Sunday, April 27, 2014: 1:01 PM
Room 154 (Boston Convention and Exhibition Center)
Francesco Carones, MD, Carones Ophthalmology Center, Milan, Italy

Narrative Responses:

Purpose
To evaluate the long-term visual outcomes and corneal stability of eyes implanted with a small-aperture intracorneal inlay.

Methods
Forty ametropic presbyopes (age 43 to 57 years) were monocularly implanted with a small-aperture corneal inlay (KAMRA, AcuFocus, inc) in their non-dominant eye.  All patients underwent inlay implantation subsequent to a LASIK procedure. Spherical equivalent refraction varied between -4.50D to +3.75D. Inlay-implanted eyes were targeted for -0.75D and fellow eyes were targeted for plano.  UCDVA, UCNVA, BDVA and accommodative amplitude were measured. Corneal topography (Optikon 2000, Oculus or Sirius Scheimpflug) and OCT (OTI) were used to assess the corneal stability and thickness of the flap. All tests were performed at 1 week, 1, 3, 6, 12, 18 and 24 months.

Results
At 3 months, UCDVA, UCNVA and BCDVA were 20/25 or better in 85%, 90% and 100% of patients respectively. On average amplitude of accommodation was 2.75 ± 0.45 D. OCT measured flap thickness ranged from 171 to 211 microns.
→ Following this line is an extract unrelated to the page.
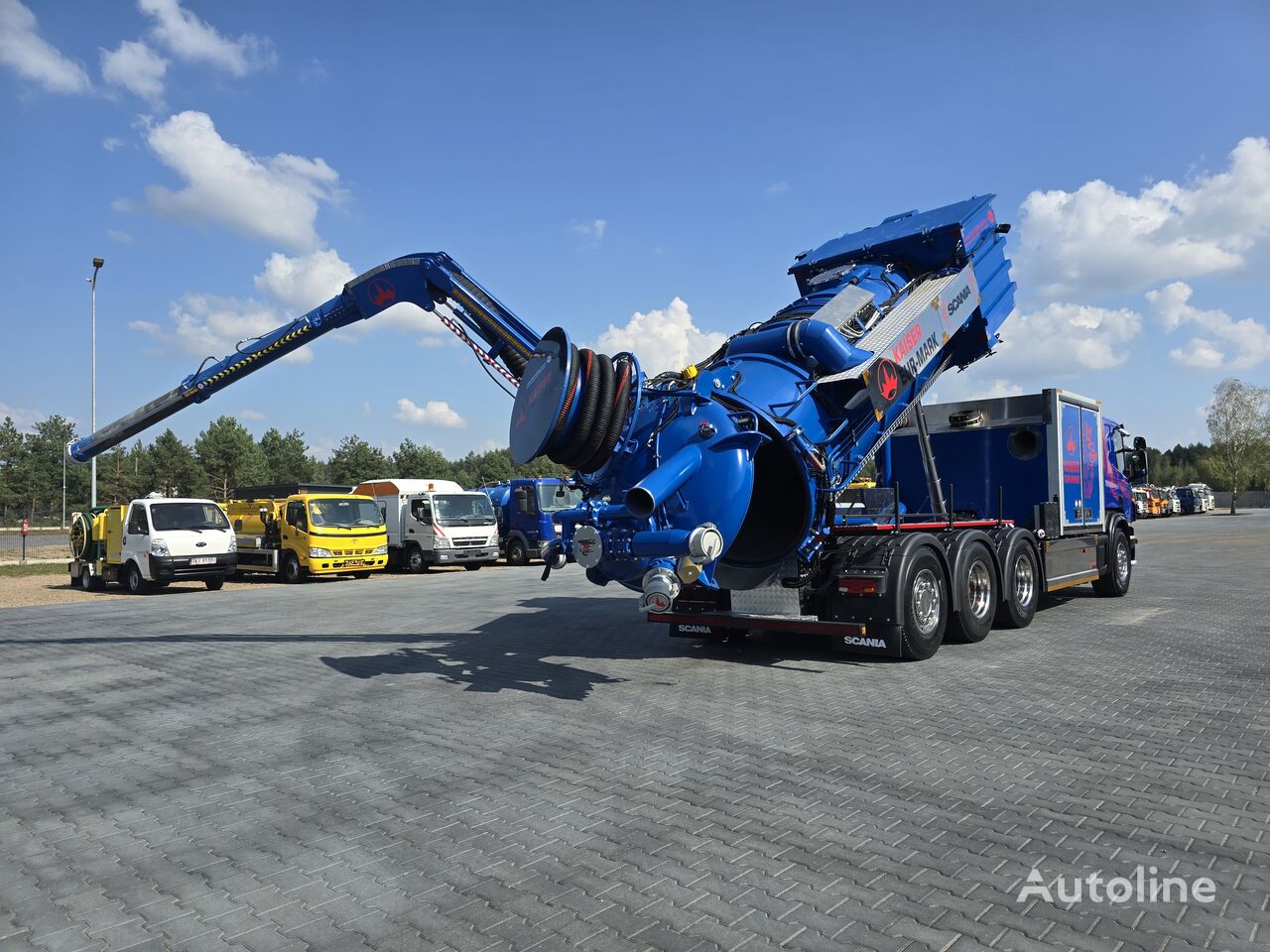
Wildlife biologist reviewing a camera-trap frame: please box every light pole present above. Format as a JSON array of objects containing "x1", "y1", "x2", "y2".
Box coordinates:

Corneal topography showed a mild circular steeping over the inlay. The steeping was negatively correlated to a) the flap thickness (r= -0.723), b) negatively correlated to time after surgery (after month 3), and c) the type of attempted correction (steeper in eyes which had hyperopic ablation).

Conclusion
The small aperture KAMRA inlay provides satisfactory uncorrected distance and near outcomes in ametropic presbyopes treated concurrently with a LASIK procedure. Corneal topography is a great tool for evaluating the corneal healing response. OCT is very helpful to assess the actual flap thickness and stromal health over the inlay.